Les technologies de l'information tirent désormais la croissance et l’emploi…

La part attribuée aux nouvelles technologies dans la croissance de la production française de 1994 à 1998 serait de 20% selon une étude du BIPE.

Cette etude ( et d'autres) permet de trancher sur quelques questions:

• Oui, il y a bien un surcroît de croissance lié aux TIC, et qui se traduit par un solde positif sur l'emploi en France (ce qui n'avait rien d'évident a priori).
• Ce solde dépend dans de vastes proportions de l'organisation du travail dans les entreprises, de la formation continue et de la façon dont elle est menée, bref, de la capacité d'appropriation par le plus grand nombre de ces techniques.
• Si l'ensemble est bien géré en France (comme il l'a été depuis 1997), s'il n'y a pas d'atterrissage trop brutal de l'économie US compte tenu du risque induit par le taux d'épargne très faible des ménages (qui se sont endettés pour investir dans des valeurs de croissance très rapide, mais aussi pour une part très volatiles), si..etc, ce solde représente un enjeu de société absolument majeur, de l'ordre du demi-million d'emplois sur 3 ans.
• Incidemment, l'étude du BIPE montre aussi les limites de travaux trop exclusivement économétriques ou fondés sur des modèles macro pour mesurer le retard avec les leaders mondiaux (Finlande et USA, dans des catégories différentes), car ceux-ci n'intègrent pas la diffusion rapide de techniques par des groupes mondialisés, à leurs filiales mais aussi à leur amont et leur aval (si bien que le retard n'est pas aussi considérable que certains tendent à le penser ou le faire accroire, notamment aux Etats Unis, qui parlent de 5, 7 ou 8 ans, à condition de ne pas déraper sur l'intensité de R&D sur les TIC orientée vers le marché).

TemPS reels

De 74 000 et 190 000 emplois créés chaque année dans les TIC

La part attribuée aux nouvelles technologies dans la croissance de la production française de 1994 à 1998 serait de 20% selon une étude du BIPE, pour le secrétariat d’État à l’industrie.

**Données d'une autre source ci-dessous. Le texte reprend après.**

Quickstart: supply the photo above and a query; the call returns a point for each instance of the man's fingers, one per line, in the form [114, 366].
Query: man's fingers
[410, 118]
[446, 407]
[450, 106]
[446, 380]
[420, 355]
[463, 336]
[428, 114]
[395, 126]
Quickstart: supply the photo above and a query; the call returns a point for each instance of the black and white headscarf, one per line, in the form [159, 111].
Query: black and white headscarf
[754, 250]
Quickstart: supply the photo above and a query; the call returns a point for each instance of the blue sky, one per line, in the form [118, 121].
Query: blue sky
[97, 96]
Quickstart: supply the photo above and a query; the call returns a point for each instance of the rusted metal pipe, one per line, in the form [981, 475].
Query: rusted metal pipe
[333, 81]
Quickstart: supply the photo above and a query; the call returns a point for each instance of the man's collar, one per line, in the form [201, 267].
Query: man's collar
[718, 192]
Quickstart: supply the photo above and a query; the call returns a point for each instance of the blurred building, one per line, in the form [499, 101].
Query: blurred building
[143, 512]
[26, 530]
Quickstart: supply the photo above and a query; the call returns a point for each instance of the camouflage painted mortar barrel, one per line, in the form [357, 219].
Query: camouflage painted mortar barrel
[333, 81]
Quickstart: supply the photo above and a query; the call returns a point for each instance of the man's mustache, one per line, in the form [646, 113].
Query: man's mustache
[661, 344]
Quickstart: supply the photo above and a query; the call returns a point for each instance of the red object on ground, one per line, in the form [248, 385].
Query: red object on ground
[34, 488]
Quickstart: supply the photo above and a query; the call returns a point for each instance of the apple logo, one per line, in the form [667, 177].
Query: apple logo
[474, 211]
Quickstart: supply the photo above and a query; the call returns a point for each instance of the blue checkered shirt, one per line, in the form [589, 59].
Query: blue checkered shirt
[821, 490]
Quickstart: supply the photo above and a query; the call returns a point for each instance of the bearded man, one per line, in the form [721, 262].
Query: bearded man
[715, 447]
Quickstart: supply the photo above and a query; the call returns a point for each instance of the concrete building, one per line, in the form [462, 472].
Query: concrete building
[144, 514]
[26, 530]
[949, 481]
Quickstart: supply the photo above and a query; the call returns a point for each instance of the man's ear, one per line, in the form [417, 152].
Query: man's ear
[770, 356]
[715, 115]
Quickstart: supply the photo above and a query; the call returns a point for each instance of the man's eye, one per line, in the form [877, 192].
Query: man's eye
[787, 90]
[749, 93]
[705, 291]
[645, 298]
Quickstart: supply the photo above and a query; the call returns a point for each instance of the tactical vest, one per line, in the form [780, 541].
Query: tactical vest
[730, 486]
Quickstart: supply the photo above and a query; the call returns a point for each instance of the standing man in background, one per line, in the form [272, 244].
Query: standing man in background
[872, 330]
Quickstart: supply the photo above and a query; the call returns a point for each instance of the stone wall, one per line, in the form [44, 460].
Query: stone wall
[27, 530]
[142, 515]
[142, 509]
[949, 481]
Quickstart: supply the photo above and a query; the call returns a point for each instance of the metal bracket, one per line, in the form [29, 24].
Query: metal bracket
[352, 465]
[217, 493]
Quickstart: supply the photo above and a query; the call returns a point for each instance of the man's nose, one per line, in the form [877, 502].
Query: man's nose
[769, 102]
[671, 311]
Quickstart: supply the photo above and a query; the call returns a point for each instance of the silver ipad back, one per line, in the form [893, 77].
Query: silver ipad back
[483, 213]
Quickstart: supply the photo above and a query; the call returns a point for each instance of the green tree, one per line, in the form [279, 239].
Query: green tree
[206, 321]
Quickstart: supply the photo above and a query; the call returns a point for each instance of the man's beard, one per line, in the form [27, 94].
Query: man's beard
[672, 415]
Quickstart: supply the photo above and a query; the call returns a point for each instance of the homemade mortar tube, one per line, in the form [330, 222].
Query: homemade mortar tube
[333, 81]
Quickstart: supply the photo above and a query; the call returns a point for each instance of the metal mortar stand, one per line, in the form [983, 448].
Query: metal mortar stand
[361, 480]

Cette étude montre que le secteur des technologies de l’information et de la communication (TIC) a atteint depuis 1996 une croissance en volume de 10 % par an, un chiffre très supérieur à ceux affichés par les secteurs d’activité traditionnels.

En matière d’ emploi l’effet des TIC est également trés positif : fin 1998, les TIC employaient 660 000 personnes, soit 2,9 % de la population active. En quatre ans, 108 000 emplois ont été créés, dont la moitié au cours de la seule année 1998. Selon l’étude, " le secteur des TIC exerce une influence prépondérante sur le reste de l’économie ". Si les nouvelles technologies ne constituent que 2 % de la consommation finale, elles représentent 11 % des investissements et 8 % des consommations intermédiaires.

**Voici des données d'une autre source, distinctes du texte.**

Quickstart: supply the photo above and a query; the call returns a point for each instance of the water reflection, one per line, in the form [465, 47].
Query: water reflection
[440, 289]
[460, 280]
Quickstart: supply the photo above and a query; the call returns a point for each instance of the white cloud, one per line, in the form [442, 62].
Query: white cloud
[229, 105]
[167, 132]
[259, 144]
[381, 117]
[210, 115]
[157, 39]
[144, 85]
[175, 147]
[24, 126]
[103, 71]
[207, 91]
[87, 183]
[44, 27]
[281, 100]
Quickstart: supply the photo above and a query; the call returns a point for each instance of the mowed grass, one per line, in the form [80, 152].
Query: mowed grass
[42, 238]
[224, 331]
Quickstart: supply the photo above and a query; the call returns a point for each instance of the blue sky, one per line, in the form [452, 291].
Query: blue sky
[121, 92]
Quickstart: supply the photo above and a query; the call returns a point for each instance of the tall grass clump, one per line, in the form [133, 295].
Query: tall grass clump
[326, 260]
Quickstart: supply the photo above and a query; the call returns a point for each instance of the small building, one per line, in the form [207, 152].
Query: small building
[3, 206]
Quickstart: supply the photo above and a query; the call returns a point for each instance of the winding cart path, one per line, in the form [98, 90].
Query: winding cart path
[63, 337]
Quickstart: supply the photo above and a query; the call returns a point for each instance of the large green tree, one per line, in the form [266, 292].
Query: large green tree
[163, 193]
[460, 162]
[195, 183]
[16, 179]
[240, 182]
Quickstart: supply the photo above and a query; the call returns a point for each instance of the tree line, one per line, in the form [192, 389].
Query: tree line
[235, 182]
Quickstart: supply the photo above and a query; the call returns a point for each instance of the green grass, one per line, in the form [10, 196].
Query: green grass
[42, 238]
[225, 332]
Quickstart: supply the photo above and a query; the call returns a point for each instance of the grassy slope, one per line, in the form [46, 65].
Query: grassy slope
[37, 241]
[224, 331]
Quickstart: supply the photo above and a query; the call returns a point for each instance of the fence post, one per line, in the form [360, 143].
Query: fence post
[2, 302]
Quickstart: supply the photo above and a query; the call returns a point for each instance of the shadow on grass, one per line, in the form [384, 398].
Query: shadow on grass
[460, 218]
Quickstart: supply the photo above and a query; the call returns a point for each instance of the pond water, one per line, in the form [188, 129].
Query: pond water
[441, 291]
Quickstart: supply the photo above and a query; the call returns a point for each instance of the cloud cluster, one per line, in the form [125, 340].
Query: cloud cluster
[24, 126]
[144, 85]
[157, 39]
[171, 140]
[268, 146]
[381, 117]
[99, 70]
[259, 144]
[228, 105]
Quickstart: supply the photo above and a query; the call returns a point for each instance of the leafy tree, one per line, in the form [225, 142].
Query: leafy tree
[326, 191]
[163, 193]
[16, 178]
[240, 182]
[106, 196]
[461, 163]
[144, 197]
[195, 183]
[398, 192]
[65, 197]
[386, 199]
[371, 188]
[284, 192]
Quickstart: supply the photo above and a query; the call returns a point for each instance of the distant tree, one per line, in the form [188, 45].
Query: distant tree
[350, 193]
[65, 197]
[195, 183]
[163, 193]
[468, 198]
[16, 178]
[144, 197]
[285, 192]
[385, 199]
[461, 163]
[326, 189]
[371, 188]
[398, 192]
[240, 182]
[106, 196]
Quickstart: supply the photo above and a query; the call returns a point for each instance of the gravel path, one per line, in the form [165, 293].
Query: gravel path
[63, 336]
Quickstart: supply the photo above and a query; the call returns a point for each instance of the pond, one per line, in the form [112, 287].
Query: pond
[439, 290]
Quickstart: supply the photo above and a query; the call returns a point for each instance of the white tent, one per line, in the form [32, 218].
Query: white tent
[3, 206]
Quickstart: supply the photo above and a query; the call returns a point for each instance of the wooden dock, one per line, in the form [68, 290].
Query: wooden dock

La diffusion des TIC " permet dans chaque branche de développer de nouvelles fonctionnalités, d’améliorer les services associés aux produits ou encore de personnaliser l’offre, d’où des effets positifs sur la consommation et plus généralement sur l’activité ", jugent les analystes.

La contribution à la croissance des NTIC varierait de + 0,6 point à 1,6 point par an. Enfin, l’étude estime qu’entre 74 000 et 190 000 emplois seraient créés chaque année par les TIC.

http://www.industrie.gouv.fr/biblioth/docu/4pages/pdf/4p133.pdf

Le marché français des télécoms a crû de 12,4% en 1999

Le marché français des télécommunications a crû l’an dernier de 12,4% à 175,8 milliards de francs contre 156,4 milliards en 1998, grâce à l’explosion des mobiles et à l’essor des données, dont internet, indique le dernier rapport de l’Autorité de régulation des télécommunications.

La part de la téléphonie fixe dans le chiffre d’affaires total du marché diminue au profit de celle de la téléphonie mobile, qui atteint 22,4% du total contre 16% en 1998. La croissance de la téléphonie fixe n’est que de 3%, contre +52,2% pour les mobiles, et 11,3% pour le transport de données.L’évolution de la téléphonie locale est particulièrement intéressante, relève l’ART: les communications locales hors internet baissent de 4% en volume, tandis que les communications d’accès local à internet font un bond spectaculaire de 153,2% en volume. La hausse de l’accès local à internet en terme de chiffre d’affaires est moindre (88,2%) traduisant la pression sur les prix avec l’essor des offres internet au forfait.

La concurrence a nettement accru sa part du marché des communications longue distance, à 20% en 1999 contre 5 à 6% en 1998. 92 opérateurs sont désormais titulaires de licences en France, contre 67 l’année précédente. 3 millions d’abonnés sont directement " branchés " sur le réseau d’opérateurs concurrents de France Télécom pour leurs communications longue distance, à travers l’option de la sélection du transporteur, qui leur évite de former un préfixe ou un code devant le numéro du correspondant.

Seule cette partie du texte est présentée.